Anggota Dewan Perwakilan Daerah (DPD) Sumatera Barat Irman Gusman justru mengaku setuju dengan usulan Presiden Prabowo itu. Hal itu ia kemukakan saat menjadi bintang tamu dalam podcast Back to BDM YouTube Budiman Tanuredjo.

“Bagus banget ini, dari sisi efisiensi ratusan triliun (anggaran bisa dipangkas). Kalau itu dikumpulin kita kasih fakir miskin atau bentuk tunjangan untuk small business,” kata Irman.

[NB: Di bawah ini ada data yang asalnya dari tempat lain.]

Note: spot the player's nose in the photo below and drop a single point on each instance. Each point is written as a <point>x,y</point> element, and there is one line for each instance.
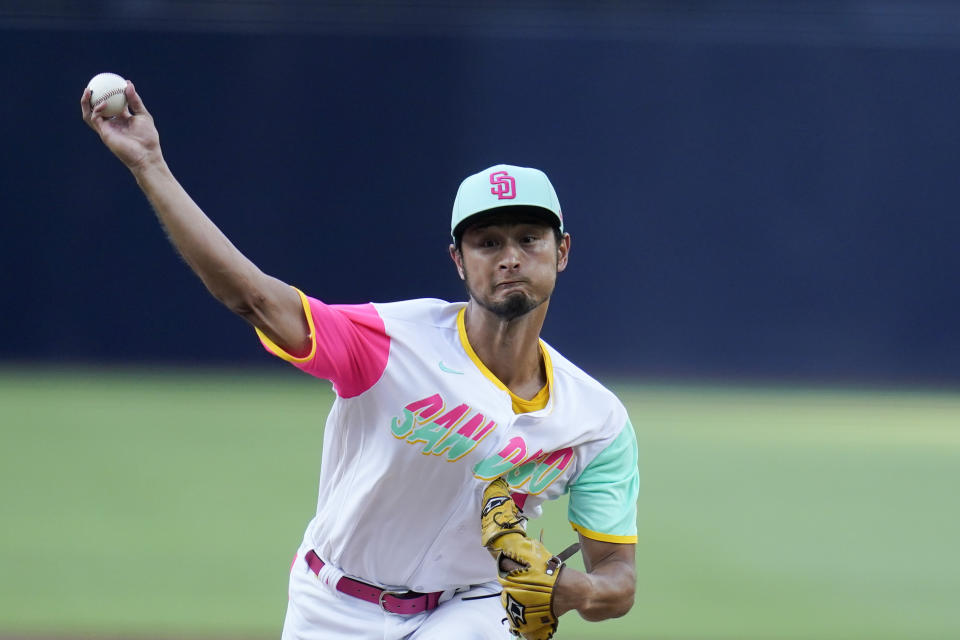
<point>510,256</point>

Perubahan dari langsung menjadi perwakilan sebetulnya bagi Irman juga bukan hanya perkara efisiensi anggaran, namun juga sebagai bentuk evaluasi karena kabar demokrasi di Indonesia hari ini sudah tidak baik-baik saja. 25 tahun pasca reformasi, uang sudah menndominasi politik kita. Ya, pemilihan dilakukan secara langsung oleh rakyat, demokratis. Tapi apa yang bermain di balik pilihan-pilihan rakyat itu? Salah satunya adalah uang.

Bukan rahasia lagi bagaimana para calon pemimpin daerah membagikan uang atau barang sebagai pelicin kepada masyarakat. Mirisnya, iming-iming uang dan barang itu diterima oleh masyarakat yang diberi. Bahkan tak sedikit dari mereka yang menerima itu, memutuskan untuk akhirnya memberikan suaranya kepada kandidat yang bersangkutan saat ada di bilik suara.

“Semuanya disesuaikan dengan uang. Jadi sudah sampai ke tahap yang sangat… Malah Februari 2024 ini yang saya dengar dari para peserta pemilu DPR, DPRD, DPD, ini pemilihan yang sangat brutal. Jadi orang enggak lagi lihat kualitas, tapi lihat isi tas,” ujar Irman.

“Sekarang itu keuangan yang maha kuasa. Itu yang menentukan. Apakah ini yang kita mau tuju? Oleh karena itu, 25 tahun sudah (reformasi), dalam pandangan saya ini harus kita evaluasi,” imbuhnya.

Wawancara BDM dengan Irman Gusman untuk podcast Back to BDM.

Ia mempertanyakan, apakah demokrasi macam ini yang kita cari? Meskipun terlihat demokratis, tapi dilakukan menggunakan cara-cara yang tidak adiluhung.

Ia mengatakan Indonesia harus kembali pada jati diri bangsa yang sudah sejak awal disepakati, yakni Pancasila dimana salah satu silanya mengatur kerakyatan yang dipimpin oleh hikmat kebijaksanaan dalam permusyawaratan perwakilan.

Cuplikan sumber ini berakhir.